«682 Jours» de Roselyne Bachelot, le récit d’une tata flingueuse et combattante inlassable de la culture - Le Parisien

«682 Jours» de Roselyne Bachelot, le récit d’une tata flingueuse et combattante inlassable de la culture

Roselyne Bachelot raconte ses presque deux ans passés comme ministre de la Culture lors du premier quinquennat d’Emmanuel Macron dans un livre à la fois sérieux et croustillant par ses saillies.

Roselyne Bachelot se livre avec humour sur ses deux années rue de Valois, notamment sur sa rencontre en 2020 avec Emmanuel Macron. (Illustration) LP/Fred Dugit
Roselyne Bachelot se livre avec humour sur ses deux années rue de Valois, notamment sur sa rencontre en 2020 avec Emmanuel Macron. (Illustration) LP/Fred Dugit

    Le 5 juillet 2020, Roselyne Bachelot, alors âgée de 73 ans, rencontre Emmanuel Macron qui lui confirme sa nomination au ministère de la Culture : « Chemise blanche sans col, il paraît encore plus jeunot que sur les photos avec sa mèche blonde, ses dents du bonheur et son regard bleu glacier. » C’est le ton de « 682 Jours » (éditions Plon, 288 pages, 20,90 euros), entre le journal, le vécu d’un ministère au jour le jour et l’analyse d’avoir essayé de porter un monde de la culture dévasté en pleine pandémie.

    Dans cet ouvrage, sous-titré « le Bal des hypocrites », l’ex-ministre ne règle aucun compte avec le président mais témoigne de la vie complètement folle dans un ministère alors que la tempête épidémique fait rage. Régler des problèmes, « c’est vider la mer à la petite cuillère », écrit-elle.

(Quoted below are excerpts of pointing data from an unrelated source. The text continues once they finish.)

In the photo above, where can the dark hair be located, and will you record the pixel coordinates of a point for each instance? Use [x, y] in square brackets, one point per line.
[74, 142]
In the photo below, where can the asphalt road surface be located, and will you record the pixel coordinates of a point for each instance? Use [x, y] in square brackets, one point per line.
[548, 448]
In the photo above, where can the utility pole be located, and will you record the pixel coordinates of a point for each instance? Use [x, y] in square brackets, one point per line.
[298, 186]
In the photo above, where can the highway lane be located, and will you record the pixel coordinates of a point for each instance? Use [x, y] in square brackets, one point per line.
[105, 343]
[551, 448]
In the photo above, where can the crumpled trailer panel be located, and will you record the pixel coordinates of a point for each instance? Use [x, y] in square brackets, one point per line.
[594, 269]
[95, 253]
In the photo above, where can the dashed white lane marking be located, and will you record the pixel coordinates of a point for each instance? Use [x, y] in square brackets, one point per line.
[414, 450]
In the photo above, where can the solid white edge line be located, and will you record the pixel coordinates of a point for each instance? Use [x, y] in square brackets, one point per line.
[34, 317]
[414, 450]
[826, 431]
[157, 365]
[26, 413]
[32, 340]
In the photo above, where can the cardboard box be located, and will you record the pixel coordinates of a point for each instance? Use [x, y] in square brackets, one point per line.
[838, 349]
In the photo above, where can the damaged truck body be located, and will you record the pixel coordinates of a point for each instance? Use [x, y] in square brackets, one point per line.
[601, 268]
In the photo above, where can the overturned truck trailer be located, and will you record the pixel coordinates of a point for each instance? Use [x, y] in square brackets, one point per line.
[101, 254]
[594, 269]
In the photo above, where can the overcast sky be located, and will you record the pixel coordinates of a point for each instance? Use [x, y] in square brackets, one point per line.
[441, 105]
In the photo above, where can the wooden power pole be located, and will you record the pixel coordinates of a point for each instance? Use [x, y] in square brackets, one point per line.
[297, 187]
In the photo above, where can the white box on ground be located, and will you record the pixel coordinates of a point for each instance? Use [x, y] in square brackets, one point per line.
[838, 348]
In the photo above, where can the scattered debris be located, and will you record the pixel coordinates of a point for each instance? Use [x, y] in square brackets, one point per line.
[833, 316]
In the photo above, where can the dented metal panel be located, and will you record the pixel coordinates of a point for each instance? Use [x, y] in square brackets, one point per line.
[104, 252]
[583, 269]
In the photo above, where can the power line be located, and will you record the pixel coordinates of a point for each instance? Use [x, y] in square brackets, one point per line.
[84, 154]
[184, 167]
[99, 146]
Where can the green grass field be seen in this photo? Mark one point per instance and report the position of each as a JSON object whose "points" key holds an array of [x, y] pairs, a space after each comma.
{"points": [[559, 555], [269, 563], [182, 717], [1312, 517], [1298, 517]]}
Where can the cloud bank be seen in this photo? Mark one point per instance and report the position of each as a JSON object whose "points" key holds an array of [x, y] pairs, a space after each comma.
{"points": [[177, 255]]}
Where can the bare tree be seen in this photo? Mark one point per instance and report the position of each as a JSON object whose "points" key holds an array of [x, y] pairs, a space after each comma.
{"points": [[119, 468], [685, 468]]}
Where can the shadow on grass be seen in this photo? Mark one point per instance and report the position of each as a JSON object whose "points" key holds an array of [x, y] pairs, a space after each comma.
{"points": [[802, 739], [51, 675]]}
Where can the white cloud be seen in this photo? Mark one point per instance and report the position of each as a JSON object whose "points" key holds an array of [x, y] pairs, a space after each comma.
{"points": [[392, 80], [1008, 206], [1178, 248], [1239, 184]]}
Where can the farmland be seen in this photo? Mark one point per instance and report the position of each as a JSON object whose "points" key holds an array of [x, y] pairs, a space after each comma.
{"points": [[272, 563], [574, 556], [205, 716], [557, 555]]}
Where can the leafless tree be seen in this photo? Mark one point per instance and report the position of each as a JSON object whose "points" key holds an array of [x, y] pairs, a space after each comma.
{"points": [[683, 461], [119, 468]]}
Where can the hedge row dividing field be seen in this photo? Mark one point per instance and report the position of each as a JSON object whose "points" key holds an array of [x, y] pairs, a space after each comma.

    « 682 Jours », le livre de Roselyne Bachelot aux éditions Plon.
    « 682 Jours », le livre de Roselyne Bachelot aux éditions Plon. DR

    Son franc-parler des « Grosses Têtes », émission dont elle est sociétaire, affleure souvent, quand elle parle d’un journaliste « qu’il faut se retenir de ne pas gifler », d’experts médicaux assimilés à « une camarilla » ou des « techno-sanitaro-cinglés » — oui, ces grands pontes que l’on écoutait religieusement à la télé à l’époque des applaudissements de 20 heures —, et explose dans son morceau de bravoure le récit de la soirée des Césars 2021.

    Un double crochet droite gauche pour Anny Duperey

    « Cela donne toujours à voir le même scénario : des messieurs dames dans des toilettes à plusieurs milliers d’euros, coiffés, chaussés, bijoutés et maquillés par les meilleurs professionnels de Paris, affichent leurs engagements politiques bien-pensants et accusatoires, parsèment leurs interventions de bons mots laborieux concoctés par un gagman épuisé, conchient le ministre recroquevillé sur son fauteuil comme un boxeur sonné au coin du ring puis se précipitent au Fouquet’s, dont on connaît les tarifs de restaurant ouvrier. »

    Elle rend les coups, Roselyne. Un double crochet droite gauche pour Anny Duperey, coupable de s’en être prise à elle et d’avoir cru à tort qu’elle avait quitté la cérémonie : « Après les aides auditives, elle pourrait se reconvertir dans les publicités pour lunettes. » Un uppercut maintenant : « Les gags de Blanche Gardin et de Laurent Lafitte étaient annoncés laborieusement par une Marina Foïs qui roulait des yeux exorbités comme si elle avait été sommée de jouer le rôle de l’animatrice ratée et totalement dépourvue de talent, un rôle de composition bien évidemment… » Un dernier direct : « Laure Calamy bafouilla dans le plus pur style César des années 1980. » On en passe.



    Mais on ne peut réduire « 682 Jours » à des portraits mordants d’un monde culturel que Roselyne Bachelot vénère — surtout l’opéra, l’art lyrique et le théâtre — et qui ne le lui a pas toujours rendu. Beaucoup de passages émouvants, son Covid grave — « Il y a comme un éléphant qui marche sur ma poitrine » — ou la restitution d’un tableau de Klimt aux héritiers juifs du propriétaire spolié, un combat dans lequel elle s’est engagée de toute son âme, en fille de résistants.

    Ce livre allègre passe de piques à des analyses fines de la politique, la vraie, l’invisible, les arbitrages ministériels au couteau dans des bureaux où les journalistes n’ont pas accès et où, là non plus, Roselyne Bachelot ne se laisse pas mettre KO. Les vrais hypocrites, pour elle, ce sont ces hommes, parfois ministres ou conseillers de l’ombre, qui n’ont pas compris que la septuagénaire n’avait pas besoin, elle, d’un appareil auditif : « Qu’est-ce qu’elle fout là, Bachelot ? » dit l’un à une réunion. Elle écoute, et elle balance.